Typically, the convolution filter size is odd because it makes padding size easier to chose.

## Strided Convolution

Stride convolutions are another variant of convolution operation and basic building block of CNN. In strided convolution operation, we use stride (s) when we shift the filter over the input matrix.

Straight convolution operation has stride, $s=1$, as we only shift filter by one column or row (after hitting the right boundary of the input matrix). However, strided convolution has $s$ is greater than 1 as it steps over by 2 or move columns and rows.

We can calculate output values in a similar fashion as in straight convolution i.e. element-wise product and then sum of all product values. The dimensions of the output matrix are governed by

$$\frac{n+2p-f}{s} \times \frac{n+2p-f}{s}$$

where

$nxn$ - dimensions of input matrix,

$fxf$ - dimensions of filter,

$p$ - is padding,

$s$ - strides

If $\frac{n+2p-f}{s}$ is not an integer, we will round it down.

## Convolution over Volume

Colour RGB images have 3 channels, red, green, and blue. In order to feature in such images, we use 3D filters with additional dimensions for color channels. The filter itself has 3 layers corresponding to three color channels.

$$H \times W \times C$$

Number of channels (C) in input image and filter must match, like

$$6 \times 6 \times 3 * 3 \times 3 \times 3 = 4 \times 4 $$

To compute output, we superimpose each filter layer to the corresponding input layer, take a product, and then add up 27 numbers to one. The shift operation is similar to 2D convolution. You can image a 3-layered filter as a volume which to corresponding input volume and then shrunk to one element of output matrix (through multiplication and addition of 27 products).

## Multiple Filters

So far we have a discussion application of one filter for convolution operation. Let's say we want to detect N types of different edges in the input image. That would require us to have N filters and convolve them to input images. If we have two 3x3x3 filters and a 6x6x3 input, the convolution operation will give us two 4x4 output layers i.e. 4x4x2 volume.

$$ n \times n \times c * f \times f \times c = n-f+1 \times n-f+1 \times c $$

The idea of convolutions over volume is very powerful. This allows us to operate on RGB channels and at the same time detect multiple types of edges.

## One Layer of Convolutional Network

We have discussed the core concept of convolution operation and related techniques of padding, strides, and convolution over volume. Now let's see how we can put them together in one layer of the convolutional network.

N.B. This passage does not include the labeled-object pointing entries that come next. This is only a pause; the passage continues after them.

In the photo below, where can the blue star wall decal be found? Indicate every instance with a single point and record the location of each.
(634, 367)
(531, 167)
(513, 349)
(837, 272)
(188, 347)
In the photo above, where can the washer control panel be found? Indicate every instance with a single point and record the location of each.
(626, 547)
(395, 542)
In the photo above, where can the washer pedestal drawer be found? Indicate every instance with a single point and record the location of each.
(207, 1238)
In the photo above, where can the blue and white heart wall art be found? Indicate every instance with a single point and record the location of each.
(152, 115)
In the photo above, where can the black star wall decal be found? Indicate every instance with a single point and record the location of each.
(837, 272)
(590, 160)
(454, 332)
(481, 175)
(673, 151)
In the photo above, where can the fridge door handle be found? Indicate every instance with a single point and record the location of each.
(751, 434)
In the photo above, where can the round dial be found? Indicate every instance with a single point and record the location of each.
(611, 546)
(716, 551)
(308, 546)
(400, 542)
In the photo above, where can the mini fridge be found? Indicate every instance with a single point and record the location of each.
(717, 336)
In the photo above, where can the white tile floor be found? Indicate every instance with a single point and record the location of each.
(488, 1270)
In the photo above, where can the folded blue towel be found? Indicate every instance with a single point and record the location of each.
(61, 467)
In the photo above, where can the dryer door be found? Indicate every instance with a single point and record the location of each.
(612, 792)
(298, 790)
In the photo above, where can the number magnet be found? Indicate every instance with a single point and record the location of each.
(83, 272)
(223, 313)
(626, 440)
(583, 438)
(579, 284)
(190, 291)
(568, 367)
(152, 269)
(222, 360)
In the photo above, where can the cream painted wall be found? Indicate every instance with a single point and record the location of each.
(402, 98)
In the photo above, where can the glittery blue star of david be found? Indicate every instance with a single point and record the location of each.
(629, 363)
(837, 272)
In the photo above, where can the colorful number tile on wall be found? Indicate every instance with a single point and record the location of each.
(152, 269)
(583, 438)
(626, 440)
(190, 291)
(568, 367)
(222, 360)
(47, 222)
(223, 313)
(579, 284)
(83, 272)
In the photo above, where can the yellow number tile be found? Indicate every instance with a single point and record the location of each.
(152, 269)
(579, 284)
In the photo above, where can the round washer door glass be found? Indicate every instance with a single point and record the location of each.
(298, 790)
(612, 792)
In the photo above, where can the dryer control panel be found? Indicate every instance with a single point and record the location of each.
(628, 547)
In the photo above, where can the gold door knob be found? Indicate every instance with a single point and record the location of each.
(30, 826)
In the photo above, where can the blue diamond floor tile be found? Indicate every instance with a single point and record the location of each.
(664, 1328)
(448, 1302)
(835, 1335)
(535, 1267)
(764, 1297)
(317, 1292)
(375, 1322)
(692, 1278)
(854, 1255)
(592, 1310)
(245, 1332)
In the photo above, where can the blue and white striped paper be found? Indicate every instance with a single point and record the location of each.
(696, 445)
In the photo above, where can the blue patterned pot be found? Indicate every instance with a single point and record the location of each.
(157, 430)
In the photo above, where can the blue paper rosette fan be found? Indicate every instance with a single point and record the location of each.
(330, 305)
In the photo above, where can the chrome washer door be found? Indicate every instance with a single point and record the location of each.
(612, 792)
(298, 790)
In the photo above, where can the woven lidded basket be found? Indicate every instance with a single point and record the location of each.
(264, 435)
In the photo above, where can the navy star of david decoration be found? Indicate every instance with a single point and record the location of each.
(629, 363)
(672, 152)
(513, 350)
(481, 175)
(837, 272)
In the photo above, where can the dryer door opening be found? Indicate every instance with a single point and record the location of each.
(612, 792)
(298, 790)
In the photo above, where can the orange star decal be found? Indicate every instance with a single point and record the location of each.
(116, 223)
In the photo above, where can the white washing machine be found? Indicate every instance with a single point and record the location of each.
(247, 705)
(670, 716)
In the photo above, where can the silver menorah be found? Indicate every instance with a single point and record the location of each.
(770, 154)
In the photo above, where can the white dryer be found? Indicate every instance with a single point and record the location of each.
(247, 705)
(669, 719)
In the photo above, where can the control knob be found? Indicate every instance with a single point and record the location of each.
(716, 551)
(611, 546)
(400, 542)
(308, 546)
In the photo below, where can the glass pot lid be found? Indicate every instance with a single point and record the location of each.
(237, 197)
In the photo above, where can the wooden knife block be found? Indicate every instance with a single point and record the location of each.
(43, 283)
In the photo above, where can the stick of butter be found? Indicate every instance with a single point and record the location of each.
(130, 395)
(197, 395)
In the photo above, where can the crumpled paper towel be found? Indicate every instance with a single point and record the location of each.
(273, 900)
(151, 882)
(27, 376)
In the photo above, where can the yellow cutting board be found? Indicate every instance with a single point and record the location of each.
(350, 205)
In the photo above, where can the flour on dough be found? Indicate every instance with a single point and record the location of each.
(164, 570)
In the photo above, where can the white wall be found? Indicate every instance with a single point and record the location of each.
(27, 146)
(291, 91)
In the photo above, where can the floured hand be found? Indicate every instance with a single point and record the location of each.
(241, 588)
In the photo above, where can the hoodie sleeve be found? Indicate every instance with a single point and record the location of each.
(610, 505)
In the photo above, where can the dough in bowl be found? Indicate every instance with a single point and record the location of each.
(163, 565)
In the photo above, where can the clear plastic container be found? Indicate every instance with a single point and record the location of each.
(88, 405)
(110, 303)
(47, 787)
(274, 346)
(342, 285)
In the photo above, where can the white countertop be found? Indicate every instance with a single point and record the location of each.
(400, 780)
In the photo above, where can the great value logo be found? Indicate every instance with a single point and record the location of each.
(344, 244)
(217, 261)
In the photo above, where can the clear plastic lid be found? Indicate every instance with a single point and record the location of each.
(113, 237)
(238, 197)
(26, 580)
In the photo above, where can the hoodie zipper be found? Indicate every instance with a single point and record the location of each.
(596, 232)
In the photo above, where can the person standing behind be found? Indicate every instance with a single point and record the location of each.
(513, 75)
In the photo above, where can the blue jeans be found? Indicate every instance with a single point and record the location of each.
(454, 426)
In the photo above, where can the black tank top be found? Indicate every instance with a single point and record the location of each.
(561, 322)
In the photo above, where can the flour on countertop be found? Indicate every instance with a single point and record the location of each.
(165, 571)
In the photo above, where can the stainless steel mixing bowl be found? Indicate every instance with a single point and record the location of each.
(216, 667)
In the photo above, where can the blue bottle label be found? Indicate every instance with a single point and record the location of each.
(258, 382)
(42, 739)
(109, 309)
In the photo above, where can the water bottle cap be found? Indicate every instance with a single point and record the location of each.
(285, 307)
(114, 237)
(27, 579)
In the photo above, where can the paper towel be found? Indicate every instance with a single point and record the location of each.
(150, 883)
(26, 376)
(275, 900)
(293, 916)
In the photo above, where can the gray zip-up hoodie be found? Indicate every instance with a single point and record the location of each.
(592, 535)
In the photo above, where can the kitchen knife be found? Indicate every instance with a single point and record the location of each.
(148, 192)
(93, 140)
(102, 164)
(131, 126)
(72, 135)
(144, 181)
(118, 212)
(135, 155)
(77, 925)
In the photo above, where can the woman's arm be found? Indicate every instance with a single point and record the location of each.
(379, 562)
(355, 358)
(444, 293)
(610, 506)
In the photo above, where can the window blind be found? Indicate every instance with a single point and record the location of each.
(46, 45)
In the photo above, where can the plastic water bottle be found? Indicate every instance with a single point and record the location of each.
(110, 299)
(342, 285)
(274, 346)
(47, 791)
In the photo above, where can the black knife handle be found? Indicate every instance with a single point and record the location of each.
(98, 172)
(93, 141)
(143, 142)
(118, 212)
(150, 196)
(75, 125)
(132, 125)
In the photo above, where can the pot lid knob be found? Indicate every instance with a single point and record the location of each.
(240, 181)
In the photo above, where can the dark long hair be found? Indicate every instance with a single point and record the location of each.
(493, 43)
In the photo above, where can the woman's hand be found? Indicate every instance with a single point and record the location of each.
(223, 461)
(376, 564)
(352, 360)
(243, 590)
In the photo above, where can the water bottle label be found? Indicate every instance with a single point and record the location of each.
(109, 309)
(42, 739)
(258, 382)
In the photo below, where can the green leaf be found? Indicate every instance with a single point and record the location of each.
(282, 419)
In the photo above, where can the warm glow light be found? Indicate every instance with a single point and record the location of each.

Let's say we have 3D input (6x6x3) and are only interested in 2 types of features/edges. Consequently we decided to convolve input with two filters (3x3x3) i.e. convolution over volume. This would give us two 4x4 outputs. In a convolutional neural network, we will add bias to each of the two outputs and then put them through relu non-linearity function. The final two output (4x4) matrices when stacked up would give us an output volume (4x4x2).

If you remember, a typical layer of neural network has the following 2 operation (linear function and non-linear relu);

$$ z^{[1]} = w^{[1]}a^{[0]} + b^{[1]}$$

$$a^{1} = g(z^{[1]})$$

In convolutional network, $a{[0]}$ is 3D input matrix and the two filters are $w{[1]}$. The ouput volume we get after applying relu non-linearity is activation $a^{[1]}$.

This is how we go from $a^{[0]}$ (6x6x3) to $a^{[1]}$ (4x4x2). First we apply convolution operation to compute linear function ($z^{[1]}$) and then add biases to the output matrices and put them through relu non-linearity to get $a^{[1]}$.

In this example, we have two filters in order to detect two features. In practice, we may have a much larger input matrix and hundreds of filters. As we add more filters we add, the depth of output volume will increase.

The filters and biases represent parameters of the layer of the convolutional network. For instance, if we have ten 3x3x3 filters the total number of parameters would be 280, where each filter contributes 28 (3x3x3 filter values + 1 bias) parameters. It is important to note that even if the size of the input image increases the number of parameters will not change. This makes convolutional neural networks less prone over-fitting.